I have also been thinking about how I’ve given different children of mine different gifts than their siblings. Our first-born had a warm, fresh towel for his nightly bath; our fourth child gets a bath…um…a little less frequently, and certainly has never had a towel fresh from the dryer! However, our fourth baby does have three adoring older siblings who can’t get enough of him. I also nursed two of our children for a full year, and the other two for five and then seven months. Family members and friends and our much-loved babysitters–not to mention daddy–got to spend some special moments loving on those two bottlefed babies. Our oldest child spent two years in a wonderful Catholic school. My next-oldest has never been to traditional school. They’re both doing just fine as homeschoolers now. My third child, Gianna, slept in a pack n’ play in her grandparents’ house until she was almost two (we lived with my mom and dad for two years…here’s that story). I used to feel so bad that she didn’t have a darling little nursery like her big brother and sister. (Living with my parents really turned upside down all of my previous ideas of “need” and “want,” though. Today, Gianna is no worse for wear. She sleeps like a dream wherever we put her when we travel, too.)
Different gifts, right?:)
Feeling a 100% certainty that we’re doing everything right is a deep-down desire for many of us. (By the way, I do believe there are certain gifts that all Christian parents should give their children, but that’s for another post!) I just don’t know that we can ever know that we’re doing everything right. I’m not even sure that God designed things to work that way, as in “just ask God about everything and you’ll never make mistakes.” I for one wish that’s how God worked! “Jump, Lord? Sure! How high?”; “Which brand should I buy?”; “This kind of discipline or that one?”; “To work or not to work?!” “Sign up or stay home?”; “Co-sleeping or crib?”; “Gluten, red dye, dough softener, and high fructose corn syrup- free? You got it!”.
Wouldn’t that be nice? 🙂 But as a priest friend once told me, “Sometimes what God wants is for us to figure out our problems on our own. That’s why He gave us our minds and our consciences.”
I’ve got to pray and discern. Talk to my husband. Try to maintain a well-formed conscience. Do my best. Then trust God to wrap all that I do up in His mercy.
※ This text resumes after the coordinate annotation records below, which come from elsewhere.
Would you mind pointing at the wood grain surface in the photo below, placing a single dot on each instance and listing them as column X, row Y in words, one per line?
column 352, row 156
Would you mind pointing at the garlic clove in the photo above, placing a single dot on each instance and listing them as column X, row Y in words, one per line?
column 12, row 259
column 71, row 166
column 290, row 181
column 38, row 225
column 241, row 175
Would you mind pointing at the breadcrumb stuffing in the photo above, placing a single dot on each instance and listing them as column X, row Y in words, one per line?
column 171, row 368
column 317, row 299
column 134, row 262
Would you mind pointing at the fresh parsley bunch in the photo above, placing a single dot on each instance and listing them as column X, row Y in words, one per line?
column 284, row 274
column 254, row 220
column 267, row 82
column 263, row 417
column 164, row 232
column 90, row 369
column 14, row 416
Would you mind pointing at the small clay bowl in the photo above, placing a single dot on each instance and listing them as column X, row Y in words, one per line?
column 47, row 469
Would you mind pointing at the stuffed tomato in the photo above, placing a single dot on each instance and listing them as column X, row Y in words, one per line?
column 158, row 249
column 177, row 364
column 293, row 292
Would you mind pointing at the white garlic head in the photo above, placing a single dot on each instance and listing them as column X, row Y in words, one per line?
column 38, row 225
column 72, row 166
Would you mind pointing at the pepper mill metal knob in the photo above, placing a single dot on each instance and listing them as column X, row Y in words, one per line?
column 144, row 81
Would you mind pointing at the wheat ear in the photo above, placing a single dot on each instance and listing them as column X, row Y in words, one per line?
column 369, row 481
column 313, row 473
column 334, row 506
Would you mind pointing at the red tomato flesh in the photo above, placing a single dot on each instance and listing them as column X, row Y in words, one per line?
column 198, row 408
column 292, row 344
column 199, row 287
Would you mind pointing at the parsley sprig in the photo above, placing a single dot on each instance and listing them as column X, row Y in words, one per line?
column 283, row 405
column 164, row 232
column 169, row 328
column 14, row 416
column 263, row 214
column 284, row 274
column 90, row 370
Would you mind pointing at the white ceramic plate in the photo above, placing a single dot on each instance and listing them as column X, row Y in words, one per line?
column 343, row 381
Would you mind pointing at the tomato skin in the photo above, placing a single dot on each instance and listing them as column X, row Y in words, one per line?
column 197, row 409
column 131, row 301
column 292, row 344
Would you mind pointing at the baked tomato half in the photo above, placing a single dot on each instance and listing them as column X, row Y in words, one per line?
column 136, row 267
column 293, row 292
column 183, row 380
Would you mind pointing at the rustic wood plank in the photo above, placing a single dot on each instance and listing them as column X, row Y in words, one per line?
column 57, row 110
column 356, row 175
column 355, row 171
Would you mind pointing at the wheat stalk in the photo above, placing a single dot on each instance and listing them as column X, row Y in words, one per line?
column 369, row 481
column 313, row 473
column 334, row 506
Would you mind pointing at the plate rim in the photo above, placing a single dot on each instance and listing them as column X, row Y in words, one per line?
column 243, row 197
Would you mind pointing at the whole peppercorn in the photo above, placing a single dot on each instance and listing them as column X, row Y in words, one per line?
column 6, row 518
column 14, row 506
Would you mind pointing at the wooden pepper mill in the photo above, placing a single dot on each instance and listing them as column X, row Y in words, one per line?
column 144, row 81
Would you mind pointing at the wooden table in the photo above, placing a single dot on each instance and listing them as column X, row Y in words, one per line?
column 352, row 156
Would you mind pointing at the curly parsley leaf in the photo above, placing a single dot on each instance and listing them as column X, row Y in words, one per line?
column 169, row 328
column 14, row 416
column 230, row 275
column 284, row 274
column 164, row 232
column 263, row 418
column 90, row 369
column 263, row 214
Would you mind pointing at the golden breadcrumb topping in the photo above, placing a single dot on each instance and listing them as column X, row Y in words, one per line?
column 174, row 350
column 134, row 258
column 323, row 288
Lord, show me what I need to do, for my part, to take good care of my family’s spiritual, physical, material and psychological well being. Give me the graces to be honest, realistic, discerning, and humble in assessing our needs. Help me not to compare what I can give to what others can give. Help me to see the good gifts I am giving to my family. In your Mercy, please show me where you are pleased with me. Amen.
Little Roman Anthony at 7 months:)
We got a dog! Among other you-did-what?! news I’ll share about soon. Her name is Sadie, and she is a Standard Poodle mix, looking very Labradoodley so far. She’s a love.